Features

Alameda Med Counts Board Votes to Fire Trustee, By: J. Douglas Allen Taylor

Friday March 17, 2006

A vote by Alameda County Supervisors this week to remove a controversial trustee from the board of the Alameda County Medical Center may not necessarily stop pending legal action against the county for her original removal from the board. 

“If the court says I can continue, I will continue,” former trustee Gwen Rowe-Lee Sykes said by telephone. “If the court says I can’t, then it’s up to the taxpayers of Alameda County to look into the problems at the medical center.” 

The ACMC Board of Trustees oversees several of Alameda County’s public medical institutions, including Highland Hospital and the John George Psychiatric Clinic. 
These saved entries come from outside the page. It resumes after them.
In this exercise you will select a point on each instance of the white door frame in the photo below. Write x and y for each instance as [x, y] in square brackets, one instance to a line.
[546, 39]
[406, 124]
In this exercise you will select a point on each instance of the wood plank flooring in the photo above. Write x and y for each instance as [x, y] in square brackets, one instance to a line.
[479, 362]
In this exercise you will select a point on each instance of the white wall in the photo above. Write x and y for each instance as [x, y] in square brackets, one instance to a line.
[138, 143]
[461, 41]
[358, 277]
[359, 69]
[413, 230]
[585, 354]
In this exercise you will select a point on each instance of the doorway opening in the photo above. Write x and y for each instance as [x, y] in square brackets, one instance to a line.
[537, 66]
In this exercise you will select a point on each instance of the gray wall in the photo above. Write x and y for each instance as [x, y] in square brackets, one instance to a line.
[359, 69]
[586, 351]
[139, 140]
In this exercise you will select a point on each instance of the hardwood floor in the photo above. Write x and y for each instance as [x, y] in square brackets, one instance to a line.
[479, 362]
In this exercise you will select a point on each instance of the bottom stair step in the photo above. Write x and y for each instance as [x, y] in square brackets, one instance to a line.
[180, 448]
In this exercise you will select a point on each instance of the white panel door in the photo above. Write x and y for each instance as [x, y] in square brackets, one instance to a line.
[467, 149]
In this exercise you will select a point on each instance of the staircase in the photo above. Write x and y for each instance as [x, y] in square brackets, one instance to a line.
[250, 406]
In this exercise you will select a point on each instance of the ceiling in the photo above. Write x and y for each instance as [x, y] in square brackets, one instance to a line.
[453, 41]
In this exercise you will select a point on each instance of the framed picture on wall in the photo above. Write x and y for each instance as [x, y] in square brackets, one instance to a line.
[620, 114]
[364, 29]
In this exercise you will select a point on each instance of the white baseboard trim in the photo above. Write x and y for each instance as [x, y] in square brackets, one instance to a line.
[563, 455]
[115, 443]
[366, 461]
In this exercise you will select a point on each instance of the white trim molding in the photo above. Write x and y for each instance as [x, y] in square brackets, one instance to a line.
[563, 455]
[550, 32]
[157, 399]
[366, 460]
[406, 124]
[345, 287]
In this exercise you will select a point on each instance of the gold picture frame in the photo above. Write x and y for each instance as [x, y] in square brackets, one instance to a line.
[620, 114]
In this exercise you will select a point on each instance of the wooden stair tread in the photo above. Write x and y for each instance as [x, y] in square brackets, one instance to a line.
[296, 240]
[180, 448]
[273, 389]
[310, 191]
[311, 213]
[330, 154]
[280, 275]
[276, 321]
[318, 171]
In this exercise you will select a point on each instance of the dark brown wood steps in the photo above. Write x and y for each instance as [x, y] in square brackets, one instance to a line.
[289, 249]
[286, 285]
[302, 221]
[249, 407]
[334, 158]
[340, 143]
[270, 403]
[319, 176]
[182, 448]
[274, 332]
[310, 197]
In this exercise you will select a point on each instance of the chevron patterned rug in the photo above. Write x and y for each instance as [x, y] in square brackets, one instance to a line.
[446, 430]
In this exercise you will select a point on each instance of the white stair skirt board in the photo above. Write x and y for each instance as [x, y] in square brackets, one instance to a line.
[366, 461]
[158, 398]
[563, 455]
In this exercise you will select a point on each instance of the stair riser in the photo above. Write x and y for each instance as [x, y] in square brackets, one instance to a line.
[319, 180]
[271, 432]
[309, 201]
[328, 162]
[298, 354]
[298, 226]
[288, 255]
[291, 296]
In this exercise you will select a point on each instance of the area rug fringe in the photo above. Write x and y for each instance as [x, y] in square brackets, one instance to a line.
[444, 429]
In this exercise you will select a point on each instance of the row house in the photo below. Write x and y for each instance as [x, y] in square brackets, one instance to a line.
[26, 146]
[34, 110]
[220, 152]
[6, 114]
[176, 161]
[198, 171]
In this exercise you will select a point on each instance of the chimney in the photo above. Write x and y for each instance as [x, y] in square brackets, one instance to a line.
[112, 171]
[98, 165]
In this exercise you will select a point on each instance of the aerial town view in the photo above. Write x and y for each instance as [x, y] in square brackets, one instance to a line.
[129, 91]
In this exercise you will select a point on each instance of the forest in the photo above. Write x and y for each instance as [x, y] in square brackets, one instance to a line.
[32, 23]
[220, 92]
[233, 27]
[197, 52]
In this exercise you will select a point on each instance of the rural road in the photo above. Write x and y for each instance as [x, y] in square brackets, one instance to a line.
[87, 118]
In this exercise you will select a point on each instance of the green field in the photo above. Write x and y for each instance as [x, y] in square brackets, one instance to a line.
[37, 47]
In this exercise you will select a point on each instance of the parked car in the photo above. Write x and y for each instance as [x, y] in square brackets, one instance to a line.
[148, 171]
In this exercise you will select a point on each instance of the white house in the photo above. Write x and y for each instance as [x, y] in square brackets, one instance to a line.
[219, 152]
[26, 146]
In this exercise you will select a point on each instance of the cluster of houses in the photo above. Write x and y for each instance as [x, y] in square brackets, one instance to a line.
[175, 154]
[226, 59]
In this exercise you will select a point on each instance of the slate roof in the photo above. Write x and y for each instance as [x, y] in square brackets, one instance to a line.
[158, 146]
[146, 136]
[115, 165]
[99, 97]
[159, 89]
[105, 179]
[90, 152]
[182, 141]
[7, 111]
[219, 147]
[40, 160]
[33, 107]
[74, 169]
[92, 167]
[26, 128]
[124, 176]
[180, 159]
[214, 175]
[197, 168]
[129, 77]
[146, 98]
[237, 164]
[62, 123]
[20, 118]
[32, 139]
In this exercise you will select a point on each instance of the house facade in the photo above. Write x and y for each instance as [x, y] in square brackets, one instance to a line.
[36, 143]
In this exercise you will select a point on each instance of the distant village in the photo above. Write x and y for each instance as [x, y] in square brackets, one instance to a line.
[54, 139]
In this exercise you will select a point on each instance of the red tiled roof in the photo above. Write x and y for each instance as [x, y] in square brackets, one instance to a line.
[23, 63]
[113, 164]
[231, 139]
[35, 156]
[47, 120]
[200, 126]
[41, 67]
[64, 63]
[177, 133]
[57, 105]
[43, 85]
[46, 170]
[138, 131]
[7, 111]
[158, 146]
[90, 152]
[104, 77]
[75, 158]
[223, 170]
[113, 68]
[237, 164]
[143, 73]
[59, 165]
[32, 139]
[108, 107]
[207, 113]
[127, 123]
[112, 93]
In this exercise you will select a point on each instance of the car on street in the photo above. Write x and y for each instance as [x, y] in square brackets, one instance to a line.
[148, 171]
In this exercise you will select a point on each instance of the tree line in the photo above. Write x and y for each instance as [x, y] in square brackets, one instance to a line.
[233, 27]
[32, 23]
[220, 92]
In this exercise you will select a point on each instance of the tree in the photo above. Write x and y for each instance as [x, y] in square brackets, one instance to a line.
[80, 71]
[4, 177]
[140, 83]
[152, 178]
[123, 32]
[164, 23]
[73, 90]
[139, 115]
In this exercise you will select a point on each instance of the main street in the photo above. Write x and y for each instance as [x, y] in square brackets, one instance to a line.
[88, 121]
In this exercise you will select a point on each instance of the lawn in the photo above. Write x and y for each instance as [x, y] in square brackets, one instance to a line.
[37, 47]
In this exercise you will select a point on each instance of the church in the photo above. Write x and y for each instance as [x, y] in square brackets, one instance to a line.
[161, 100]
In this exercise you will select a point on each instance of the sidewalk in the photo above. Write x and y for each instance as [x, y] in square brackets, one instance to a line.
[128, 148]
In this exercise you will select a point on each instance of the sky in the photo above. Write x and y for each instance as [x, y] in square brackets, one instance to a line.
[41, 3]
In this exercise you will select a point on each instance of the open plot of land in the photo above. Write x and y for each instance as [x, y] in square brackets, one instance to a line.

Sykes’ off-again, on-again, off-again saga began in February when Alameda County Supervisor Keith Carson informed medical center trustees that Sykes “will no longer serve on the Alameda County Medical Center Board of Trustees.” Carson, who nominated Sykes to the board in 2004, said in an interview that he had removed her because of complaints from “a majority of her colleagues” on the board, who Carson said were “having a difficult time conducting business” because of her actions during meetings. 

Sykes called those allegations of disruption “false, unless disruption means not allowing people to steal money from the hospital.” During her tenure on the board, Sykes repeatedly criticized the board over management and doctors’ contracts. 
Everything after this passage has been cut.